思わず左手を伸ばしたエドがエンヴィーに咬まれ、右手を緩めてしまった。
びたり、と地面に堕ちたエンヴィー。
リザさんが思わず銃を向ける。
「待て。もう永くない。」
スカーがそんなリザさんを止めた。
「へ、へへ…屈辱だよ…こんなボロぞーきん見たいになって、あんたらニンゲンに…クソみたいな存在にいいようにやられて…しかもよりによって、そのクソの中でも更にクソみたいな…こんなガキに理解されるなんて…っ!」
…屈辱の極みだよ。そうエンヴィーは言いながら自分の喉の奥へ手を突っ込む。
ズルリと出てきたのは真っ赤な石。
「この先、その綺麗事がどこまで通じるか、せいぜいがんばる事だね。」
手に力を入れ、エンヴィーは自分でその賢者の石を砕いてしまった。
「バイバイ、エド…ワード・エルリック………」
エンヴィーは消えた。
いなくなってしまった。
「……自死か、卑怯者め。
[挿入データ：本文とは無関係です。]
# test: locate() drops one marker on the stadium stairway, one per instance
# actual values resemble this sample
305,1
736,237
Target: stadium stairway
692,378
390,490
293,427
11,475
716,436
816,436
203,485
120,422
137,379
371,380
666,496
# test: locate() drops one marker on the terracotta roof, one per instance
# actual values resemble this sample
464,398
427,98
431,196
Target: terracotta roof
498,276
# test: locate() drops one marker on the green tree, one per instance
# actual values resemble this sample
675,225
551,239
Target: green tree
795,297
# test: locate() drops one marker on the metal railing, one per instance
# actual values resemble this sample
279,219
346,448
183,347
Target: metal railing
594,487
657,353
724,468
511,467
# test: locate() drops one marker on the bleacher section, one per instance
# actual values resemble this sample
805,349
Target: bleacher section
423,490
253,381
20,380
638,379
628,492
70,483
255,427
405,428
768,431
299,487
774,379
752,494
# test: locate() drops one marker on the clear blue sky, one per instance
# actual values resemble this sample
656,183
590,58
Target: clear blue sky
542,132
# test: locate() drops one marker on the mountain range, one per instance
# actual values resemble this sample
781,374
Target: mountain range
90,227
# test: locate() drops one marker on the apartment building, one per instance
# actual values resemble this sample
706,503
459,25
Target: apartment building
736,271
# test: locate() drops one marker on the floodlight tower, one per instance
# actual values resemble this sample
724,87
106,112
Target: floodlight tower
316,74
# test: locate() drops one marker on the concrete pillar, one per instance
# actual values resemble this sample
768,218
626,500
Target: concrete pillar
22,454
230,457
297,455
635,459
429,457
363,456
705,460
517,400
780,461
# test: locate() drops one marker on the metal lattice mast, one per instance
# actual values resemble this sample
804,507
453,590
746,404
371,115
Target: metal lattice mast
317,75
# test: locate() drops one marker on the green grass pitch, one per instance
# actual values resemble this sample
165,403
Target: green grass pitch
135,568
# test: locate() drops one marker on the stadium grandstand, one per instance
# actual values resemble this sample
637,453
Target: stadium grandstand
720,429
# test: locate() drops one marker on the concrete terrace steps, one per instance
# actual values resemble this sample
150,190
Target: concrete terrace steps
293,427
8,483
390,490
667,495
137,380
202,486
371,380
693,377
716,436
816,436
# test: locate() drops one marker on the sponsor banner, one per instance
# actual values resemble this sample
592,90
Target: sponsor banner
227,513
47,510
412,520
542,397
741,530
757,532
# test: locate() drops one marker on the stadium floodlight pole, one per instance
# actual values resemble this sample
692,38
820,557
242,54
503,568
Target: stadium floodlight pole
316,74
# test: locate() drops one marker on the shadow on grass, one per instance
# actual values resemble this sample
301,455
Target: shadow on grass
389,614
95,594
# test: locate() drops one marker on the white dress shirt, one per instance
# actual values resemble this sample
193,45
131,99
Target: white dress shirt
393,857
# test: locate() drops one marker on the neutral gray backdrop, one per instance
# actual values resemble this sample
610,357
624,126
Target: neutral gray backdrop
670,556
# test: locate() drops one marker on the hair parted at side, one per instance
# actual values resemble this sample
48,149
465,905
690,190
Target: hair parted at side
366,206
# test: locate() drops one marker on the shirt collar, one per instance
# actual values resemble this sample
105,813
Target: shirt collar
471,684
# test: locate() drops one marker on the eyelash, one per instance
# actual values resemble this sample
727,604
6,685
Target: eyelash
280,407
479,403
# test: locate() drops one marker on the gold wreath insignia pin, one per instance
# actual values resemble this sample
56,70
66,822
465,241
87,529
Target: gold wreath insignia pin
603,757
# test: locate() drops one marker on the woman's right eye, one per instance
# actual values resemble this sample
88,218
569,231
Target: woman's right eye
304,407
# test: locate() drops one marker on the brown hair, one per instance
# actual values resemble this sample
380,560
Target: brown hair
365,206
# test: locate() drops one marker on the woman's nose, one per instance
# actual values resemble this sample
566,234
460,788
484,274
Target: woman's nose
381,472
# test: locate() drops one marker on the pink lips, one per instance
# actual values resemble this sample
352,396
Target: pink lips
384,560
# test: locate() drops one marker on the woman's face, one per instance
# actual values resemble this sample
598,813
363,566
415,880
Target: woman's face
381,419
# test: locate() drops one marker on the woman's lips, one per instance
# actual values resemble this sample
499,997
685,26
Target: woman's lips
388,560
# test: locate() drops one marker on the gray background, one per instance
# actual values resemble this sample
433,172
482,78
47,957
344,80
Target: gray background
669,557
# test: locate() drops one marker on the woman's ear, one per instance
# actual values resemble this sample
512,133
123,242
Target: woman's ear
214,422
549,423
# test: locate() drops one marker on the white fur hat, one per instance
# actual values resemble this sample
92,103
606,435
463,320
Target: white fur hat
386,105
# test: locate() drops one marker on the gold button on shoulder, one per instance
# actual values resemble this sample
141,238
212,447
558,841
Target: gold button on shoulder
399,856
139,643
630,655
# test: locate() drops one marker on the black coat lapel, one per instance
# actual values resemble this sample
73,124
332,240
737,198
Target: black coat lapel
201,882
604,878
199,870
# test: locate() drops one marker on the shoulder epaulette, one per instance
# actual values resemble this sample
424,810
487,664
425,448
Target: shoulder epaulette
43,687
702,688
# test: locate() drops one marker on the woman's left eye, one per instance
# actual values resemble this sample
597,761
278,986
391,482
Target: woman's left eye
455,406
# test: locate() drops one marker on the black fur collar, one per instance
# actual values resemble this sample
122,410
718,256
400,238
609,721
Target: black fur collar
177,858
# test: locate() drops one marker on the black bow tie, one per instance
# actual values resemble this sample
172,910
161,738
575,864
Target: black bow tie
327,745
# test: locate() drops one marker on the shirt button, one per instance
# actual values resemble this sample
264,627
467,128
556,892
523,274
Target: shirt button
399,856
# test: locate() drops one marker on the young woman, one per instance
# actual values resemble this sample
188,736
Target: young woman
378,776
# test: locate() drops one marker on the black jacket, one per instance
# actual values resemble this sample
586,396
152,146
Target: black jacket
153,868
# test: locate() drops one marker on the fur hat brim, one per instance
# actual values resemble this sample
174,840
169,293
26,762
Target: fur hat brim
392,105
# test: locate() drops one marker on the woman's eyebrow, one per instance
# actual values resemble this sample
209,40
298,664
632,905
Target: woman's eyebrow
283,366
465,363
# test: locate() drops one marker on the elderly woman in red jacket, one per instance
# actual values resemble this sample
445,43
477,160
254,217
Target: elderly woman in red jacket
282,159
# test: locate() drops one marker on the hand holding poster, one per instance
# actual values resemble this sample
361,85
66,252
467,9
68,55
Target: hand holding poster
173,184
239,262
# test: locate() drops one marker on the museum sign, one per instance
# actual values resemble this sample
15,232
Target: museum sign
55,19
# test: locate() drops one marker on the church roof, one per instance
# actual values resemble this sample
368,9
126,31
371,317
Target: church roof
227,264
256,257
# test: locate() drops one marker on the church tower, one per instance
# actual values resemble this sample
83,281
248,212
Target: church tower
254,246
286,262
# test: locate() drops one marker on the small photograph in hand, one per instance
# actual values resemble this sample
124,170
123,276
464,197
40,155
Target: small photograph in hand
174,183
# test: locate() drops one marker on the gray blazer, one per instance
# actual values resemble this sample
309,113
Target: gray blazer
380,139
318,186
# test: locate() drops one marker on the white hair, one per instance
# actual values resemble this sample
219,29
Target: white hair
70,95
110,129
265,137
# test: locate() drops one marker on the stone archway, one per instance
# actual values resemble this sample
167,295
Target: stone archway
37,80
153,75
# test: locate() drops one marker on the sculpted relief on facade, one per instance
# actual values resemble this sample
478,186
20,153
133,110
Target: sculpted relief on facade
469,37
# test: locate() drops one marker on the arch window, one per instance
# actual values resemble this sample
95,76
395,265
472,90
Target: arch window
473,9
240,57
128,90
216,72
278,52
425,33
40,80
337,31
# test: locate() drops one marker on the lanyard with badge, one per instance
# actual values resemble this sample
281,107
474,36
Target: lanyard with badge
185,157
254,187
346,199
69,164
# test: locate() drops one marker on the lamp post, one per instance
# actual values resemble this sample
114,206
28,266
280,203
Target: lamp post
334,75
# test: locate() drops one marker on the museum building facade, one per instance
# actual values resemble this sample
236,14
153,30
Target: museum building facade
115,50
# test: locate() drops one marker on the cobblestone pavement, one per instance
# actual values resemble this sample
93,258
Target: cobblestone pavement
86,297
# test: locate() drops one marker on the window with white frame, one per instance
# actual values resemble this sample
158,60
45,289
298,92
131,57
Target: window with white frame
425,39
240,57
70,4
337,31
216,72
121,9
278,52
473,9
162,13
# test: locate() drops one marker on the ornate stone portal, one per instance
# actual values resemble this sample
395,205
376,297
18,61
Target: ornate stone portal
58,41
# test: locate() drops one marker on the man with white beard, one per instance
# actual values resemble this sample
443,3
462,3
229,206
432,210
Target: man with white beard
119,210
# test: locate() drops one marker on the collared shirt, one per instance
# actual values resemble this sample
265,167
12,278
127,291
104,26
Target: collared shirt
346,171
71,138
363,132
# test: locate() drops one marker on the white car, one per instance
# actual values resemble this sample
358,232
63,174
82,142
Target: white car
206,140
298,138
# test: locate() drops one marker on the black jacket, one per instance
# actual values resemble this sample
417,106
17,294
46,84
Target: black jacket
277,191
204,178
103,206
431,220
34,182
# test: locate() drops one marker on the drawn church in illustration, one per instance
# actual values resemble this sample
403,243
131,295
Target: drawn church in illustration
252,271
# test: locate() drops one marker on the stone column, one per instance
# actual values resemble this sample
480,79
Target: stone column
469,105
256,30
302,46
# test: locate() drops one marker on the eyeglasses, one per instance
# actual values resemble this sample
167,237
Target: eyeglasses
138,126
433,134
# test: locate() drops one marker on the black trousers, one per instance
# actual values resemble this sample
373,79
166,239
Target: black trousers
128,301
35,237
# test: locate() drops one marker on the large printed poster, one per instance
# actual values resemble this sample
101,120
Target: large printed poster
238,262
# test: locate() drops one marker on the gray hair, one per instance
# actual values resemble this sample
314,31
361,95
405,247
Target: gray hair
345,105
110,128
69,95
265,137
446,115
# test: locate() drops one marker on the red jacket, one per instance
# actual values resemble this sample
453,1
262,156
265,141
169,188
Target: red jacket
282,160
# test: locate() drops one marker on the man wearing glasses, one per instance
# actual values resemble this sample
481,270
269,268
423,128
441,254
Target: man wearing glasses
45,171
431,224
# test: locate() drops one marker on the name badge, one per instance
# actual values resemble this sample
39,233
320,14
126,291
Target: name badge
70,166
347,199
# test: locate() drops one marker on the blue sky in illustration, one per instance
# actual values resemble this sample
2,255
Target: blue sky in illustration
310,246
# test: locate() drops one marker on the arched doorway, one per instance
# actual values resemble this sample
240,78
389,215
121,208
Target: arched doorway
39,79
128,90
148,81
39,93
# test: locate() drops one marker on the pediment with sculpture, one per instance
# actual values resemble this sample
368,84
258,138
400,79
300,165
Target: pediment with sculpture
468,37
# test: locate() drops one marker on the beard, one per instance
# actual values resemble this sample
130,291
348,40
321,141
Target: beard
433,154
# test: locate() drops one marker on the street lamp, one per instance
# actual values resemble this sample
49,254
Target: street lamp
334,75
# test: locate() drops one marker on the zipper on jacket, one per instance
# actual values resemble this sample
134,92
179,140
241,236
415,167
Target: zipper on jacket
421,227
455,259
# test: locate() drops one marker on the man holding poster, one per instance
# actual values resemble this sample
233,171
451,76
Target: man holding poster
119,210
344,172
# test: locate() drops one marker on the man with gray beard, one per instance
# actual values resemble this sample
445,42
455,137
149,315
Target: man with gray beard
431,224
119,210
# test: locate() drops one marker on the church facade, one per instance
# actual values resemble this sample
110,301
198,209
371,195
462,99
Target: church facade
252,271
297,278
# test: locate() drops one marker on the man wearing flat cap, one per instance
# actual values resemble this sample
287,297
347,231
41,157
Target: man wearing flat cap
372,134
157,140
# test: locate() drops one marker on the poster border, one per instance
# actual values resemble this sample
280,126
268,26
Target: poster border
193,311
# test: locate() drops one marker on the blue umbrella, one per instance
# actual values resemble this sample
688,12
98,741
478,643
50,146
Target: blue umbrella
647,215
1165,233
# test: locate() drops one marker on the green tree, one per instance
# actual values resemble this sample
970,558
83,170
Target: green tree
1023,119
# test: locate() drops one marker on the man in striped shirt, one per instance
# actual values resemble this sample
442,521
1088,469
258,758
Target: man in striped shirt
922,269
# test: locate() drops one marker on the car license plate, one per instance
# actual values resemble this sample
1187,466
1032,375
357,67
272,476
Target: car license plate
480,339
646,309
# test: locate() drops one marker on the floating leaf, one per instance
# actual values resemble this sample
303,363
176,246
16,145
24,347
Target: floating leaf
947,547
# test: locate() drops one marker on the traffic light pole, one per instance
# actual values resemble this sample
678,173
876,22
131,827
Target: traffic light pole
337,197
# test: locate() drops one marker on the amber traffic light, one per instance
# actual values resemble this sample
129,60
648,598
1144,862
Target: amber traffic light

」
誰も何も言えなかった。
ようやく立ち上がったロイが、先へ進もう。と声をかけてようやく僕らは現実に引き戻された。
「ハニー。ヒューズを置いて来てしまった。」
「あ、あぁ。」
うん。父さん。
「これがすべて片付いたら、迎えにこよう。」
僕の頭を昔のようにぐしゃぐしゃとかき回すロイ。
その手が無性に父を彷彿とさせ涙が流れた。
「泣くのはまだ早いぞ。」
「……泣いてない。」
「ん?」
ぐいぐい。と汚れた服の袖で涙を拭いて顔を上げた。
「父さんは笑えと言ったんだ。泣くもんか。」
隣でエドワードが笑いだした。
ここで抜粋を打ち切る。